Break on Through (To the Other Side) (2:39) – “Everybody Loves my baby / Everybody Loves my baby / She get’s…!” Se há melhor música para apresentar um álbum, nada melhor do que uma que consiga mostrar as características de cada elemento, como se fosse uma miscelânea onde facilmente conseguimos encontrar cada instrumento. Break on Through (To the Other Side) é um óptimo exemplo disso, possui um ritmo acelerado marcado pela voz de Jim e pelas habilidades instrumentais de cada um dos músicos. A canção inicia-se com um compasso muito semelhante a uma música de Bossa Nova, juntamente com um riff da guitarra de Robby Krieger. De seguida aparece de rajada a voz de Jim Morrison com o acompanhamento das teclas de Ray Manzarek e da bateria de John Densmore, que torna a canção bastante apelativa e cativante para quem a ouve.
Soul Kitchen (3:35) – “Let me sleep all night / In your soul kitchen / Warm my mind / Near your gentle stove” Sempre acompanhado pelo riff da guitarra e teclas, num ritmo mais semelhante a uma música de blues, faz com que Soul Kitchen uma música bastante característica de The Doors tendo todos os integrantes bem presentes nesta melodia.
The Crystal Ship (2:34) – “The crystal ship is being filled / A thousand girls, a thousand thrills” O título inspirado num manuscrito irlandês do século XII, Book of the Dun Cow, torna The Crystal Ship uma das músicas mais pausadas do álbum. Com um acompanhamento mais calmo, esta é uma espécie de declamação feita por Jim Morrison, deste poema composto por quatro quadras.
Twentieth Century Fox (2:33) – “Well, she’s fashionably lean / And she’s fashionably late / She’ll never wreck a scene / She’ll never break a date” Os versos proclamados por Jim descrevem uma espécie de rapariga excêntrica que, quase sem querer, consegue chamar à atenção de todos.
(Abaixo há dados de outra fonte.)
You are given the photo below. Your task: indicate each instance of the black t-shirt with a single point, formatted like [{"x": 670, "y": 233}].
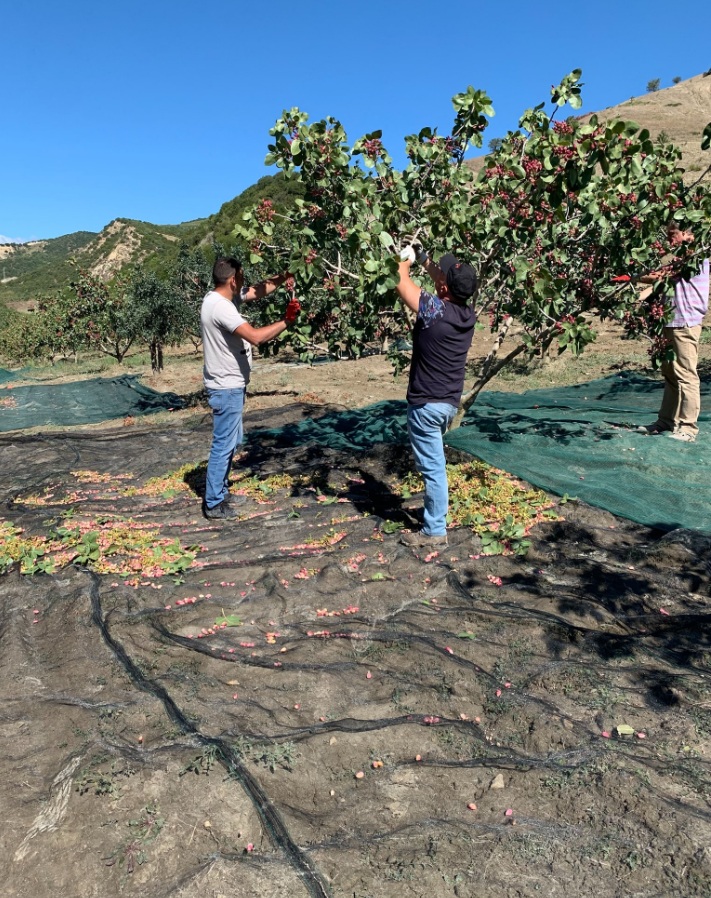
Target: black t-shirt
[{"x": 441, "y": 340}]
Os elementos do poema proporcionam grande emoção numa música onde um solo de guitarra por Robby Krieger sobressai-se de maneira bastante espontânea.
Alabama Song (Whiskey Bar) (3:20) – “Oh, moon of Alabama / We now must say goodbye” A musicalidade de Alabama Song (Whiskey Bar) é quase como se duma valsa ou de uma música de um filme musical se tratasse, isto porque não é propriamente uma música de The Doors. A canção foi escrita por Bertolt Brecht estando presente numa peça de sua autoria, Hauspostille (1927) com música de Kurt Weill, e que foi usada novamente em 1930 na ópera Rise and Fall of the City of Mahagonny. The Doors interpretaram-na dentro do seu estilo musical mas outros também o fizeram. David Bowie tem também uma versão sua desta canção.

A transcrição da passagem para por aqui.